LIFAFFA received training at the Nexus Incubator start-up hub at the American Center New Delhi. “Being a part of Nexus has been fantastic,” says Ahuja. “The accelerator program took us through many essentials of running a start-up, reevaluating our strategies and learning to play to our strengths, while the mentors worked with us one-on-one to strengthen our weaknesses.” Nexus also provided them access to strong networks and support organizations. “Being a part of Nexus goes beyond the scope of the program, and I’m truly happy to be a part of the Nexus family,” she adds.

Ahuja sees many opportunities in the future to take the company’s idea to the next level.

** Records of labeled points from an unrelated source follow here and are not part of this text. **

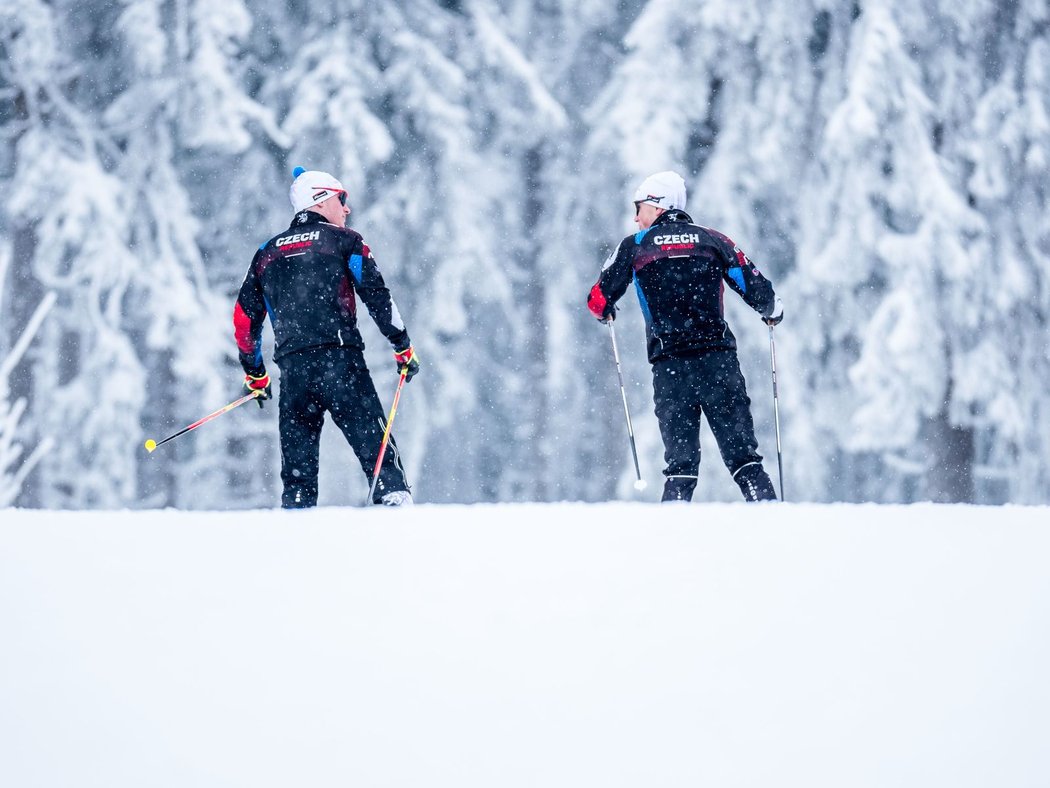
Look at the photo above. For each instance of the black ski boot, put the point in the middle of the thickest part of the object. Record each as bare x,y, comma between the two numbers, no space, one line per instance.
755,483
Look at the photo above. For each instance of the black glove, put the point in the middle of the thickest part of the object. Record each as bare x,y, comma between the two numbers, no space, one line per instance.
776,314
407,363
261,384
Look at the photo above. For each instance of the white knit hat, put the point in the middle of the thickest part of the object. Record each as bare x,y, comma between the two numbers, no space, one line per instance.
311,187
664,189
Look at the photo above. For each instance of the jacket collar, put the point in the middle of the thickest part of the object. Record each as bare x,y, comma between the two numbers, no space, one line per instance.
307,218
674,214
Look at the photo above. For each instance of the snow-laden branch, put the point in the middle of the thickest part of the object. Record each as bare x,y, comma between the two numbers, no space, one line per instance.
12,475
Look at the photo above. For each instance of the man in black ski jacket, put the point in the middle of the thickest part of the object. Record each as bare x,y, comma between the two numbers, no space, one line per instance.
679,270
307,278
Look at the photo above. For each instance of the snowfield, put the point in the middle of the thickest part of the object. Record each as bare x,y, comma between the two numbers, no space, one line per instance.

“Moving forward, we have exciting things lined up,” she says. “We are keen on licensing our patented technology to interested organizations, to create HRP fabric. We also have another patent in process for new and improved versions of upcycled fabrics.”

But the product itself is just one aspect of Ahuja’s plans.

“I have the groundwork ready, have some partnerships in place, have a very successful, demonstrated pilot and have technologies that the world needs now more than ever,” she says. “I look forward to taking this from a small successful pilot to a global standard in upcycling waste.”

 

Candice Yacono is a magazine and newspaper writer based in southern California.